I am prepared to appear in a court of law to verify the contents of this email.
It should be made clear from the start that:
Judy Ross
Bronwen Cotton
Johann Bekker
4) Jacques Basson
Have been totally supportive of this initiative and that they are, without question, not part of the Henry Symington/Jack Bergman/Netcare alliance.
Yours sincerely
Stephan van der Westhuizen."
[18] Bekker confirmed that he became a full profit and loss sharing partner in February 2006. He further testified that there was no resistance by the partners to an audit being undertaken at the partnership. He stated that Bergman and Koski never had any objections in obtaining an opinion from an independent audit firm regarding the accounting status of the partnership. Bekker denied that a preliminary audit report was compiled by the auditors. He also had no knowledge of a business relationship between Bergman, Symington and Netcare where profit-sharing was or is conducted under questionable methods. He expressed his displeasure in the manner the Defendant filed a complaint with the Radiological society of South Africa and distanced himself from it. This, according to Bekker, is also the view of Drs. Ross, Cotton and Basson.

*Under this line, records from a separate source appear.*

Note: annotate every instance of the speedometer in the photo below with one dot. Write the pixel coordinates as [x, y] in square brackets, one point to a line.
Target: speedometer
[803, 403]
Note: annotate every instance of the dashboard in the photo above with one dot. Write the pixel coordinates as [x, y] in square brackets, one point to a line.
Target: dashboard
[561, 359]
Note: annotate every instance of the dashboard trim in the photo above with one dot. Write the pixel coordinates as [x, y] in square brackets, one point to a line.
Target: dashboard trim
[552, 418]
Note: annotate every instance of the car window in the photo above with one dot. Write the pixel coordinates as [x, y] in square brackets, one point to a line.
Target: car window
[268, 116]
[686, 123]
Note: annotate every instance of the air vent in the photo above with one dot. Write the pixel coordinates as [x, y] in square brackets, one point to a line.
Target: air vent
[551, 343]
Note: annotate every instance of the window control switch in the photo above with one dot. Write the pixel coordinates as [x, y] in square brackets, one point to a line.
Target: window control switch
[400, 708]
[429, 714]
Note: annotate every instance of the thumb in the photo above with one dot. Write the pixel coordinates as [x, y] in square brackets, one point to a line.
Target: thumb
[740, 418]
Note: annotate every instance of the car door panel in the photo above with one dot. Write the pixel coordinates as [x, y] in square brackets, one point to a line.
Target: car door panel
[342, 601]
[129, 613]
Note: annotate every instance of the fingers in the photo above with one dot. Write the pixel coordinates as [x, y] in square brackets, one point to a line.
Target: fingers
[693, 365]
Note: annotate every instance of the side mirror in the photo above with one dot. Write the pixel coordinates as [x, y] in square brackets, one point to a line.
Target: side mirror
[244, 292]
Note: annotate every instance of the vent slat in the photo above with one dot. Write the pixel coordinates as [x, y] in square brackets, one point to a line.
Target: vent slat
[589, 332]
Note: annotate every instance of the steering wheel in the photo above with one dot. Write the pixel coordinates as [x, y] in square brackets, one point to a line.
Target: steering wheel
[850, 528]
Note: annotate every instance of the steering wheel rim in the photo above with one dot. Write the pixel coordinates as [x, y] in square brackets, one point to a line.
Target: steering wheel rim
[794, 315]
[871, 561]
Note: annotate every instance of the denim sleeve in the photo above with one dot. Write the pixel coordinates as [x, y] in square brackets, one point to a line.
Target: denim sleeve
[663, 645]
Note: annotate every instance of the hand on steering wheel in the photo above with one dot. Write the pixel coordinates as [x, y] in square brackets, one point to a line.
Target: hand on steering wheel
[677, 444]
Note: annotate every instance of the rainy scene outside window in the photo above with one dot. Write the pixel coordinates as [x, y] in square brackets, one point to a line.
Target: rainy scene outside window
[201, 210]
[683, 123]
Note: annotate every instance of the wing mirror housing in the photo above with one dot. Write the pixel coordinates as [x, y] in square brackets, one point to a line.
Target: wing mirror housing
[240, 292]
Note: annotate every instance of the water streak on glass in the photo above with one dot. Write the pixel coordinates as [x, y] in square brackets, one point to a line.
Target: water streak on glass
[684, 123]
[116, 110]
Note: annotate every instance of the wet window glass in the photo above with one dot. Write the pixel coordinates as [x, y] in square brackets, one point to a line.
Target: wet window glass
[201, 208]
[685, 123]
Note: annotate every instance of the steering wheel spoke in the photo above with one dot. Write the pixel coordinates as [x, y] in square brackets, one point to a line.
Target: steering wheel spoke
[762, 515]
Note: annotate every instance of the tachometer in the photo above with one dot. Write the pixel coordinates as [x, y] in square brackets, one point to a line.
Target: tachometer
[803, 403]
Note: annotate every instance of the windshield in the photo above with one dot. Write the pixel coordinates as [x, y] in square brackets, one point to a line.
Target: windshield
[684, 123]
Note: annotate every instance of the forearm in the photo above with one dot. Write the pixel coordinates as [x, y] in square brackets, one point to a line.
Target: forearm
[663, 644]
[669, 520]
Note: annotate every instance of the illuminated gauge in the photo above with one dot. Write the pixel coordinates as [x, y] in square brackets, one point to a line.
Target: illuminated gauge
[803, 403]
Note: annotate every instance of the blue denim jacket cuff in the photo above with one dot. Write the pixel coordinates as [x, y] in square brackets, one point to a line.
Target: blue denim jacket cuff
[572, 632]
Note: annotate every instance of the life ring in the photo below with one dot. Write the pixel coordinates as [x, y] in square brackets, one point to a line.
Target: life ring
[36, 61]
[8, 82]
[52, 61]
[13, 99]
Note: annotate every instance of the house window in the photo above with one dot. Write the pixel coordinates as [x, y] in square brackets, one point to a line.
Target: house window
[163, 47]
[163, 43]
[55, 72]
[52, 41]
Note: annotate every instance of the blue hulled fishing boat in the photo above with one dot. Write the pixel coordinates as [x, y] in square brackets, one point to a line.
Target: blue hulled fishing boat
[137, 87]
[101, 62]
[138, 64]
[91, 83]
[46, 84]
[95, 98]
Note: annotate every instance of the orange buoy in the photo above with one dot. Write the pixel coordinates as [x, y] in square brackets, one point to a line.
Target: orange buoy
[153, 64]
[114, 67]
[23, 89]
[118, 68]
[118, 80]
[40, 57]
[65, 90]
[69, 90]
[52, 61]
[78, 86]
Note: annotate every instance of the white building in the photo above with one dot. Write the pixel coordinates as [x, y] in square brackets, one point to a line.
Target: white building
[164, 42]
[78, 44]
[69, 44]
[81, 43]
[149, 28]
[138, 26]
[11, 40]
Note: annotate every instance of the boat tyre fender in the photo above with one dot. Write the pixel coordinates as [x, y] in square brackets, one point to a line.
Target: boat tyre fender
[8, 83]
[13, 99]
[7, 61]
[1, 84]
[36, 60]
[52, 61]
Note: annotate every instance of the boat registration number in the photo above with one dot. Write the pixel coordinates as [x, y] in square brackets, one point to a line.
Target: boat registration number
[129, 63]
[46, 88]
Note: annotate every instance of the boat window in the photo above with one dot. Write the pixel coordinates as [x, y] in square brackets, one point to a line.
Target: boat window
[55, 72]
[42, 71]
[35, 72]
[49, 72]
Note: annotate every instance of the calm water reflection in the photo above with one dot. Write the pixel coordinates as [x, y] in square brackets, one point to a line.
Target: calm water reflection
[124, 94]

[19] Bergman also expressed his dismay with the conduct of the Defendant. According to him, it was far from exemplary and the Defendant also resorted to malicious personal attacks by phoning his girlfriend (now his wife) with the allegation that he had an affair. The conclusion was reached by the rest of the partners that the Defendant had ulterior motives and his partnership was terminated.
[20] The evidence of Du Toit and Koski with regard to the financial statements and how Symington and Partners financially operated, is largely undisputed.
[21] The Plaintiffs' witnesses impressed me as credible and reliable in the manner they testified. Drs Bergman, Bekker and Mr Koski who worked in a professional environment with the Defendant, did not try to amplify their evidence against the Defendant. They were also consistent with their versions during cross-examination.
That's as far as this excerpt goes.